RE: Converting MDN Compat Data to JSON

Heya,

 

If you can wait until tomorrow, I can put a NodeJS version of the old script
up, well slightly improved. I'll need to get some sleep first, as it's
already a bit late here in Germany. ;)

 

It basically generates a list of pages (via tags), grabs the compat tables
in HTML format and converts them to a nice JS object. That's already working
for basic tables, I'll add support for prefixes. That <input> table is a
beast, though!

 

The main thing left to do here is converting this internal JS object into
something that resembles the spec Doug linked... and some 'minor' things,
like taming the <input> compat table Janet linked and maybe find a better
way to generate the list of pages (tag lists are limited to 500 entries,
removing duplicates from the lists of ['CSS', 'HTML5', 'API', 'WebAPI'], I
counted about 1.2k pages or so).

 

No worries, no harm has or will be done to the MDN servers! There are
sensible delays between requests and the tool has caches, so there are
actually no MDN-requests needed to work on the HTML -> JS conversion or the
conversion to WPD format. I'll bundle a filled cache with gracefully
requested data, so there should be enough data to work on for the start. :)

 

Pat, can I interest you in working on the HTML parser or the conversion to
WPD format? The HTML parsing is really easy, as it's written in JS and uses
a jQuery-like library, as you will see from my code. Catch me here or on
IRC; if I'm not responding, I'm probably still sleeping! ;)

 

-fro

 

From: ptressel@uw.edu [mailto:ptressel@uw.edu] On Behalf Of Pat Tressel
Sent: Sonntag, 12. Januar 2014 01:10
To: Doug Schepers
Cc: WebPlatform Community
Subject: Re: Converting MDN Compat Data to JSON

 

 

Unfortunately, MDN doesn't expose their compatibility data as JSON, so we'll
need to convert their HTML tables into JSON that matches our data model [2].
We already have a script that collects the data (again, as HTML tables) from
their site, but we need someone who can reformat and normalize that data.

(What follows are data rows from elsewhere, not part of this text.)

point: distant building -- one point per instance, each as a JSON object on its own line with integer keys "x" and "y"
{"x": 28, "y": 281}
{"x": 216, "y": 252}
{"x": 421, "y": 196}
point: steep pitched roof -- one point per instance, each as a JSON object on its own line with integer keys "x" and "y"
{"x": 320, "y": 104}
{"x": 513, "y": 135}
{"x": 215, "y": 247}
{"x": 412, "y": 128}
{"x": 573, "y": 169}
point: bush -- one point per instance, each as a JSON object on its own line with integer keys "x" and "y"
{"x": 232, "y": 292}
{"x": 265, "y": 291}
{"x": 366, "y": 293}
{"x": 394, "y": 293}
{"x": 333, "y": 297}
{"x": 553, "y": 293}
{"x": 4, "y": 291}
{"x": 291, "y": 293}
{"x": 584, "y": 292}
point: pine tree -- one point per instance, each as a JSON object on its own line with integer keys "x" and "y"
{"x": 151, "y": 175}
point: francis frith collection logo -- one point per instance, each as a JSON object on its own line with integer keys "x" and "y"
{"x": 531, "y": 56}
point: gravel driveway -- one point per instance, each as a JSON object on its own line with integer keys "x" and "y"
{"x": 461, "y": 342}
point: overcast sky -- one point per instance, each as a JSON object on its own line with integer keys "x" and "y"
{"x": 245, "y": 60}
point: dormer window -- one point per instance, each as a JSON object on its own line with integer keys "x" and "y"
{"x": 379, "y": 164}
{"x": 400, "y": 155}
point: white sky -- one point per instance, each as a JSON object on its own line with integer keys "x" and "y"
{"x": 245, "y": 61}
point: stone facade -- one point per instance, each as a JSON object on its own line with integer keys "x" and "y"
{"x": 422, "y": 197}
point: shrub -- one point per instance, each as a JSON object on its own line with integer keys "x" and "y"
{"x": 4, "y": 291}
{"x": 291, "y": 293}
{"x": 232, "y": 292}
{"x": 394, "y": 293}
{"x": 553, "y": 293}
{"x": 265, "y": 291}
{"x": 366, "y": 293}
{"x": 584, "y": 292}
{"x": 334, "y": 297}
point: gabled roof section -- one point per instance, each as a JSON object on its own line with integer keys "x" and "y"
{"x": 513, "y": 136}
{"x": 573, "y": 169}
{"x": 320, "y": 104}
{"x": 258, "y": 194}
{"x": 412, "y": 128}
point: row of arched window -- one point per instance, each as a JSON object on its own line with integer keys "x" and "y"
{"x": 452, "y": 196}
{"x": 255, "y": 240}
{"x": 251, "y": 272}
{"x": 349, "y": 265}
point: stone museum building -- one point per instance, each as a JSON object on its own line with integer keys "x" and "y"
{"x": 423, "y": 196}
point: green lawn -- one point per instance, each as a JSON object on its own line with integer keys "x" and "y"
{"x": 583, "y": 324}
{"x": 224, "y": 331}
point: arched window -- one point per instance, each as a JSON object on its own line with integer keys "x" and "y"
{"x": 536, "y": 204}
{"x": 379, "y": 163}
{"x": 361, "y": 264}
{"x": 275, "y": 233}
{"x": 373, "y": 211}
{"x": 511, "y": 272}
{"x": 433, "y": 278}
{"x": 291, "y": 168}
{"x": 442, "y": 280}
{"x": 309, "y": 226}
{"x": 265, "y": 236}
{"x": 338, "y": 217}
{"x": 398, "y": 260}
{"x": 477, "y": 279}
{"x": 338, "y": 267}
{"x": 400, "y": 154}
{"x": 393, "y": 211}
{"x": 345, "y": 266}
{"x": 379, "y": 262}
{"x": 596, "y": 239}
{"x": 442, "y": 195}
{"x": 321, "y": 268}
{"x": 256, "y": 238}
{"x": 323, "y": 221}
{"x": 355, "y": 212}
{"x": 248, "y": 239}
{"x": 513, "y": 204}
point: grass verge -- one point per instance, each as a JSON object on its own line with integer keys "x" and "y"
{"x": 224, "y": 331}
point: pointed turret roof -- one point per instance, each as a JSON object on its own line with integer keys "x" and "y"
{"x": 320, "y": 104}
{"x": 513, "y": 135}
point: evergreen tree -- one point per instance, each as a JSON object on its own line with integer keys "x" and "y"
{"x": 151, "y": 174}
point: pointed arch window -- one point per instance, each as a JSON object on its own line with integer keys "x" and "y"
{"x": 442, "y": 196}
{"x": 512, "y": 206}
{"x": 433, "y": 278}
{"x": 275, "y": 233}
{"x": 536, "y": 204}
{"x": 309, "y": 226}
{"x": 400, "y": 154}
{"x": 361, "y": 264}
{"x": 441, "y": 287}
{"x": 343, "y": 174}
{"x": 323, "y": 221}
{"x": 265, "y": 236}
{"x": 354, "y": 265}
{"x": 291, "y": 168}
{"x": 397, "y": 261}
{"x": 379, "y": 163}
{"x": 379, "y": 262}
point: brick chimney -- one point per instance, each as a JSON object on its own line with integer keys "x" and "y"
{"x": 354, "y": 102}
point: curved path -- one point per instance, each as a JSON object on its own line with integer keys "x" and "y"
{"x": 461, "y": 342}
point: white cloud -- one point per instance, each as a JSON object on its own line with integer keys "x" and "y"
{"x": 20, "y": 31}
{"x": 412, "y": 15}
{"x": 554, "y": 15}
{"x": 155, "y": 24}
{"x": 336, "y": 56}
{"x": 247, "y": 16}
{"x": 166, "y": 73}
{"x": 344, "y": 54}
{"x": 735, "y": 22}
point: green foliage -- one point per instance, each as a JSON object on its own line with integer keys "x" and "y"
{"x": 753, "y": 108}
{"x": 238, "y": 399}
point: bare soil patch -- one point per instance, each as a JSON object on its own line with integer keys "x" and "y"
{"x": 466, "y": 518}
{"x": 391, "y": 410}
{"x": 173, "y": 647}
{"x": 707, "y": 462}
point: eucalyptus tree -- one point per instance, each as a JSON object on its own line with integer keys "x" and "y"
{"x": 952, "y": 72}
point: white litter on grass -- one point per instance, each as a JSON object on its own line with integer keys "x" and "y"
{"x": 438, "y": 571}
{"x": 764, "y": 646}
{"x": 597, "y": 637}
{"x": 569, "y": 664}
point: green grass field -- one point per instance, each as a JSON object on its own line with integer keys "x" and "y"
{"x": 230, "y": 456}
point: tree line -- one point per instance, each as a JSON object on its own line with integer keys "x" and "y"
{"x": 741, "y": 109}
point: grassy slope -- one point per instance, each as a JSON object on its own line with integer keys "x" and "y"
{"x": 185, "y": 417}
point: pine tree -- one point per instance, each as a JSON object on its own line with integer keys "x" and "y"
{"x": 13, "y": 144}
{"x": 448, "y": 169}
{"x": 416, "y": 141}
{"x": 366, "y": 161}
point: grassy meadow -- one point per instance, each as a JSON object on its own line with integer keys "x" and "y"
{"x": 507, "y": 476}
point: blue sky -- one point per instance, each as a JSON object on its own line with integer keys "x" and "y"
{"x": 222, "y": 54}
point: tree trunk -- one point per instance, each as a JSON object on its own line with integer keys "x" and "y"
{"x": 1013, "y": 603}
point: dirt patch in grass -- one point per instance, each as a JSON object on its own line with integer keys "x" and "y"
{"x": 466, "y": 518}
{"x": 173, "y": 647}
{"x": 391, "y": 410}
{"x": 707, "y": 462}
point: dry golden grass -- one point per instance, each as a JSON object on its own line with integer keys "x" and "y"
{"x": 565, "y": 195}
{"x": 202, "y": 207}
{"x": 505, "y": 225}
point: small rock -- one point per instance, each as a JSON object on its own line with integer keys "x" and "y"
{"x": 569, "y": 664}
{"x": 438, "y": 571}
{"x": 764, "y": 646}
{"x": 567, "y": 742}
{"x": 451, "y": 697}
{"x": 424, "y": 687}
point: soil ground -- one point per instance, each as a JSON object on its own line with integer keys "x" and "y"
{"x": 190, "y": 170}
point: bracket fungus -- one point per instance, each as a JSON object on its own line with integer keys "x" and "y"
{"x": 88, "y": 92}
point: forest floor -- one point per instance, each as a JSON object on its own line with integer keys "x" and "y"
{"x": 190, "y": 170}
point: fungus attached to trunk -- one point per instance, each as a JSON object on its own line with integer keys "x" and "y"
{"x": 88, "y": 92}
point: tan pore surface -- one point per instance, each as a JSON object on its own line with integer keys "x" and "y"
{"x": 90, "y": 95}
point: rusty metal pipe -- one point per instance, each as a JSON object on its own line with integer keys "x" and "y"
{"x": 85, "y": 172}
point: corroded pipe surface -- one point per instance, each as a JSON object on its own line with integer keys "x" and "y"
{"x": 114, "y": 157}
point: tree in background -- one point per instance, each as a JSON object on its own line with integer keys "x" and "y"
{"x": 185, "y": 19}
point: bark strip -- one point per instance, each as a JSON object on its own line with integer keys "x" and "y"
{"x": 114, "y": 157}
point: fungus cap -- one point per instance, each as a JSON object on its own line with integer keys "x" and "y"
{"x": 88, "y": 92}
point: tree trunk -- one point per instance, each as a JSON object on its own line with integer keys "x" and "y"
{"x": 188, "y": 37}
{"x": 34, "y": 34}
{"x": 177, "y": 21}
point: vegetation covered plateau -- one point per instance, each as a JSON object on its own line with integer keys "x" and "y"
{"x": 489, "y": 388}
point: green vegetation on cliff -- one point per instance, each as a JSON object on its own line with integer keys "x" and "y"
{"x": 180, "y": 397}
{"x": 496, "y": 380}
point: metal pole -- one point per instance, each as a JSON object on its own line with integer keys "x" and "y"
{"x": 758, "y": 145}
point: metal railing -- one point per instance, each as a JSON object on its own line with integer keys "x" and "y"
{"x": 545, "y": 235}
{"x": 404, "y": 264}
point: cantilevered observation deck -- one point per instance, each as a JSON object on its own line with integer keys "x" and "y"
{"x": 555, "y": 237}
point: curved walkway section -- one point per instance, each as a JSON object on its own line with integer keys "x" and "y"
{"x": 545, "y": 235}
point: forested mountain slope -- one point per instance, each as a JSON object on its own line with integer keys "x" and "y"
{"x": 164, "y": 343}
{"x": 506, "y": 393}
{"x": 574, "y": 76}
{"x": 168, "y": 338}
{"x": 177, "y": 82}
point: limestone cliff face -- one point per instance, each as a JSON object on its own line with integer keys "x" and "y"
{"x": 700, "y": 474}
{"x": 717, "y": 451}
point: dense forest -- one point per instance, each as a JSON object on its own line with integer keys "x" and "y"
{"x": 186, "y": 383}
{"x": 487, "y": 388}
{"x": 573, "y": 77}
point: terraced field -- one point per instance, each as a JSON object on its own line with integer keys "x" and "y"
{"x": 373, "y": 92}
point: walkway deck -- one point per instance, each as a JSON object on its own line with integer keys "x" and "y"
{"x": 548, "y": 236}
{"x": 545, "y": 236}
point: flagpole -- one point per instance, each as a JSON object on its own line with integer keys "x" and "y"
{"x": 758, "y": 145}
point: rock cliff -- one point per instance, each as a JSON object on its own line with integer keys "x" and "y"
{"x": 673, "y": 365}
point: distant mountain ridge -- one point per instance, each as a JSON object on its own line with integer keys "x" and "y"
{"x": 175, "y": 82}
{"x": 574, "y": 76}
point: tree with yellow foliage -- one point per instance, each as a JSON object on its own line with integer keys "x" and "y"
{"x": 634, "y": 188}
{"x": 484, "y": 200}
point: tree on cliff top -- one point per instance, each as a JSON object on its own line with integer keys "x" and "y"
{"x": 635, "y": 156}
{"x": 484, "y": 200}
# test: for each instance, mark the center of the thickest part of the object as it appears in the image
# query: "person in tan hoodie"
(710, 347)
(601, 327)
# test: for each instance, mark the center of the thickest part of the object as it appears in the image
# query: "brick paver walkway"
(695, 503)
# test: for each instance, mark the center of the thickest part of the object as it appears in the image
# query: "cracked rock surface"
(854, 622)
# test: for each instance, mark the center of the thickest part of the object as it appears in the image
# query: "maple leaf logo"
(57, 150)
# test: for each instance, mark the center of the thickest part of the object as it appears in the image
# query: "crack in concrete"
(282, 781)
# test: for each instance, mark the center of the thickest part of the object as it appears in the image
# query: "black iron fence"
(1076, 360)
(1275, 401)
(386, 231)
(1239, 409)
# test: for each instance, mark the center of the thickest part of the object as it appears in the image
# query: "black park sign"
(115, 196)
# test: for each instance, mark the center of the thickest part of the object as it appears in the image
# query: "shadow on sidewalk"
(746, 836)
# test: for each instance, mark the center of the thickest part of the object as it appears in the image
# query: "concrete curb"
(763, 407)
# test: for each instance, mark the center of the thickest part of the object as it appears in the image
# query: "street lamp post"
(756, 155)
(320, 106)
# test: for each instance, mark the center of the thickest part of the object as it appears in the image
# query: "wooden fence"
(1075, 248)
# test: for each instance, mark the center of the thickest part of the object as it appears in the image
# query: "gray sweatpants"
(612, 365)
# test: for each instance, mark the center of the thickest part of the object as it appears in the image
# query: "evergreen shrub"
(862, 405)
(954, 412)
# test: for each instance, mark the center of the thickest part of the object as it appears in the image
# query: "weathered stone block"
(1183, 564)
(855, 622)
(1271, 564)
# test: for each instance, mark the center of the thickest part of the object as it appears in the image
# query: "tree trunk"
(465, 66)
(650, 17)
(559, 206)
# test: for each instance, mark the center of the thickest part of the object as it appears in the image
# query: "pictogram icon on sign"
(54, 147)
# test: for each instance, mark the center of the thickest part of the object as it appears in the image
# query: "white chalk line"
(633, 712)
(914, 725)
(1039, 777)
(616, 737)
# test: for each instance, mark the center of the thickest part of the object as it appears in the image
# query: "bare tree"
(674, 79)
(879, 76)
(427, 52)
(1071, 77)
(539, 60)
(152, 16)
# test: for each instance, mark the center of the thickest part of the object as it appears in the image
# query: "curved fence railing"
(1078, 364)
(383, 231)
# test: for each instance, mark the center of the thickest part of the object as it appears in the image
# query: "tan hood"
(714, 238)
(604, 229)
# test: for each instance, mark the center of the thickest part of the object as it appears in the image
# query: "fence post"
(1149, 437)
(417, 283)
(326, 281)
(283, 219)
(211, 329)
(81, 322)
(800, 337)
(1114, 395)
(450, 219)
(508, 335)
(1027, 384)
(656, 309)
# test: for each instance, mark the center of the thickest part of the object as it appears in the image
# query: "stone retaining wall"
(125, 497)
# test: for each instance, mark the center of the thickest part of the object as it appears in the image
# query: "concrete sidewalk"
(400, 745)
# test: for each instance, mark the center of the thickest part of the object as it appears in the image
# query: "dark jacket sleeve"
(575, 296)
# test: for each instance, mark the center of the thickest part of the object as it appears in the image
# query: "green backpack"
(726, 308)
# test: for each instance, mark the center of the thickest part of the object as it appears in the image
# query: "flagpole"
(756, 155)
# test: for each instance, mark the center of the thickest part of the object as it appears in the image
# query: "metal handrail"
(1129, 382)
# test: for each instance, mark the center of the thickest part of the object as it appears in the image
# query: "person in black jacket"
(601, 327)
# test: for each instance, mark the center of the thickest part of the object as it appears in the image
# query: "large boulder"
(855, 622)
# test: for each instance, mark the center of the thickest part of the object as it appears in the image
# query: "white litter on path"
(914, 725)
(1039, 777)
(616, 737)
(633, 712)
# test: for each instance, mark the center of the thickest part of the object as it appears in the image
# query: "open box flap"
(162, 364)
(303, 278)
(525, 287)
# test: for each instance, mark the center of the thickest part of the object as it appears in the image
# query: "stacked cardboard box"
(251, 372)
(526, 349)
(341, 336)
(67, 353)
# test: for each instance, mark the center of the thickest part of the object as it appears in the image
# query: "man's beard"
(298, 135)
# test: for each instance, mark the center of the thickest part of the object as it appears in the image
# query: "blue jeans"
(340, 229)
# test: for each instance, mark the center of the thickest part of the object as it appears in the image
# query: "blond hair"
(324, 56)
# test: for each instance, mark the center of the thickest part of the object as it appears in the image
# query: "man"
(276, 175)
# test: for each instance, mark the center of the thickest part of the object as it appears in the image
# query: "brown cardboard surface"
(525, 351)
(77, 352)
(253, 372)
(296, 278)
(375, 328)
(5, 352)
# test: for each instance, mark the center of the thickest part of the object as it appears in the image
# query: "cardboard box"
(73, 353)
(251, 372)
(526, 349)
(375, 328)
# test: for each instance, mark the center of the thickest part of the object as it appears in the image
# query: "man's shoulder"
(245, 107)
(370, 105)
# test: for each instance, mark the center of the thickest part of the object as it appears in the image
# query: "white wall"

The language used for this task is not important: it could be JavaScript,
Python, Ruby, Perl, PHP, or even C. I believe that the best approach may use
RegEx, but there might be a better way.

 

... 

I'd be inclined to use Python and Beautiful Soup.  The latter works on
intact web pages -- I'm not sure about isolated elements, but it would be
simple enough to tack on a minimal set of <html>, <head>, <body> tags.
...

(I'd be equally inclined to use JavaScript and jQuery if I were set up to
use them outside a browser. ...

 

The "right" tool is probably XSLT.  But it would probably be faster to get
it working in Python / Beautiful Soup.  ;-)

-- Pat 

 

Received on Sunday, 12 January 2014 01:16:42 UTC